I used to wonder what kinds of letters he wrote. I’d caught glimpses of old poetry books stacked on his desk. I wondered if he quoted them. Or if he wrote his own verses, or stole lines and passed them off as his own.
And who was this Birdie? She must have been the sweetest of ladies. Waiting for Gramps’s letters. Composing her own to him. I pictured her in a chair on a veranda, sipping iced teas and writing with perfect penmanship. When she wasn’t writing to my grandfather, she was probably training bougainvillea vines or painting watercolor landscapes.
Or maybe she was wilder than that. Maybe she was the kind of grandma who cursed and went out dancing, who had a devious spark in her eyes that would rival Gramps’s. Maybe she would beat him at poker, smoke cigarettes with him late into the night once they found a way to be together instead of several states apart. Once I wasn’t holding him back anymore.
Sometimes the thought of that kept me up at night, gave me a sick feeling in my stomach. If it weren’t for me, maybe he’d leave San Francisco for the Rocky Mountains. Besides me, all he had here were Jones and Freeman and Bo, and he didn’t even seem to like them much anymore. They still played cards like they always did, but there was less laughter among them.
“May I interrupt your reading? I got something very special today,” Gramps said.
He was back in the living room, smiling at me.
“Show me.”
“Okay,” he said. “But I’m afraid you won’t be able to touch it. It’s fragile.”
“I’ll be careful.”
“You just sit here, and I’ll hold it up and show you.”
I rolled my eyes.
“Now, Sailor,” he said. “Don’t do that. Don’t be like that. This is something special.”
He looked pained, and I was sorry.
“I’ll only look,” I said.
He nodded.
“I’m excited,” I said.
“I’ll get it. Wait here.”
He came out with fabric folded in his hands, a deep green, and he let it unfurl and I saw it was a dress.
I cocked my head.
“Birdie’s,” he said.
“She sent you her dress?”
“I wanted to have something from her. I told her to surprise me. Does it count as a gift if you ask for it?”
I shrugged. “Sure.”
Something struck me about the dress. The straps were scalloped; white and pink embroidery decorated the waist.
“It looks like something a young woman would wear.”
Gramps smiled.
“Such a sharp girl,” he said approvingly. “This dress is from when she was young. She said she didn’t mind sending it, because she isn’t as slight as she used to be. It doesn’t fit her and it’s not appropriate for a lady of her age.”
He took another long look at the dress, and then he folded the sides in and rolled it down from the top so that it never left his hands. He hugged it to his chest.
“It’s beautiful,” I said.
Later, while he washed the dinner dishes and I dried, I asked, “Gramps, why don’t you ever talk about Birdie with the guys?”

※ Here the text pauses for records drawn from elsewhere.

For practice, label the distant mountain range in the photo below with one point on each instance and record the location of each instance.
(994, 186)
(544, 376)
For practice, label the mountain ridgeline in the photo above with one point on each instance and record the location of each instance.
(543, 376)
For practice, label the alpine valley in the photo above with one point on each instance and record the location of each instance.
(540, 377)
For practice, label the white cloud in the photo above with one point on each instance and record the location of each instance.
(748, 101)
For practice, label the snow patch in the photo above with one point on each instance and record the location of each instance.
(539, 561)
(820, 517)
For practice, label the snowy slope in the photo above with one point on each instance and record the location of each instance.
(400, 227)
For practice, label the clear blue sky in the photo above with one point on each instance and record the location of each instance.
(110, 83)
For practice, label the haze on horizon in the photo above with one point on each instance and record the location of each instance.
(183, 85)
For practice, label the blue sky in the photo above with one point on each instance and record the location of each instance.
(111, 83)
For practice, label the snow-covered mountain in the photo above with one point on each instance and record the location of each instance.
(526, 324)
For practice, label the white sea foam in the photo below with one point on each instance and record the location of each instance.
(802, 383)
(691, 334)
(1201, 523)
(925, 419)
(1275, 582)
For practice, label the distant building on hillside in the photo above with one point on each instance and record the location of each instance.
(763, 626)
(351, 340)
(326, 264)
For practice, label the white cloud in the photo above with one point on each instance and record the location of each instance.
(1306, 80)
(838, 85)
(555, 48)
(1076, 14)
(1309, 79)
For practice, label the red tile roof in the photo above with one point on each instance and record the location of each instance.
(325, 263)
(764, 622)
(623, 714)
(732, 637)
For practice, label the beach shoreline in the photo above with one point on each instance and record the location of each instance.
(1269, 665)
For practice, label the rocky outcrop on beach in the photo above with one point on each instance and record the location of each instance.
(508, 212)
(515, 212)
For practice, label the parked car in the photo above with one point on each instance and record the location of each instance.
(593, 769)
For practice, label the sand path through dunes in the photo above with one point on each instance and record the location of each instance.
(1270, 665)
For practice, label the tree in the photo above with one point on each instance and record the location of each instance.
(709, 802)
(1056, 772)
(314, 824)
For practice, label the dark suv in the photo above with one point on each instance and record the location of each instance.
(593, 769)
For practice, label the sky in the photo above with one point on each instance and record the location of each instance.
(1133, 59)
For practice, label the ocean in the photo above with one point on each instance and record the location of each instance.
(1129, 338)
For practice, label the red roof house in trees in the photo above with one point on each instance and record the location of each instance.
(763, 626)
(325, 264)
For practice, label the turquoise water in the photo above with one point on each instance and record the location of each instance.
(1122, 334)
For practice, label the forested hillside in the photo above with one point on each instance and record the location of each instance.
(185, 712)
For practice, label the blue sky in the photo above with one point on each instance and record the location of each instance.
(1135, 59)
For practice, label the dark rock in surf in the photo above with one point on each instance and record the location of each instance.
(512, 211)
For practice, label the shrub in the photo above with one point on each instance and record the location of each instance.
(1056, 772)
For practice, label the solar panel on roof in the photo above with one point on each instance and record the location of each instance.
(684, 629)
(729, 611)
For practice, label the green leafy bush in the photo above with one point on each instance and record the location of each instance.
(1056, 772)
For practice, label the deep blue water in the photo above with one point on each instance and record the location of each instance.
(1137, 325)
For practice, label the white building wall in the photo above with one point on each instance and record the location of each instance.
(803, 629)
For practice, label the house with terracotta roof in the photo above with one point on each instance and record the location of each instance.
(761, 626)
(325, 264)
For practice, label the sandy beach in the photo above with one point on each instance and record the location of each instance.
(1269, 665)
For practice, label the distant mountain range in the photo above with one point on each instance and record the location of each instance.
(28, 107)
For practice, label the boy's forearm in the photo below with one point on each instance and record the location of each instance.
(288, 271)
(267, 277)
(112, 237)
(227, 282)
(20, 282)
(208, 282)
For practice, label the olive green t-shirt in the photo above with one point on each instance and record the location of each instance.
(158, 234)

He grinned at me. “Wouldn’t want to rub it in,” he said. “Not everyone can have what Birdie and I have.”
A few days later, I was on the floor in Mabel’s living room, looking through photo albums. “I was not the most beautiful newborn,” Mabel said.
“What are you talking about? You were perfect. A perfect little grasshopper. How about that one!” Ana pointed to a photograph of Mabel wrapped in a white blanket, yawning.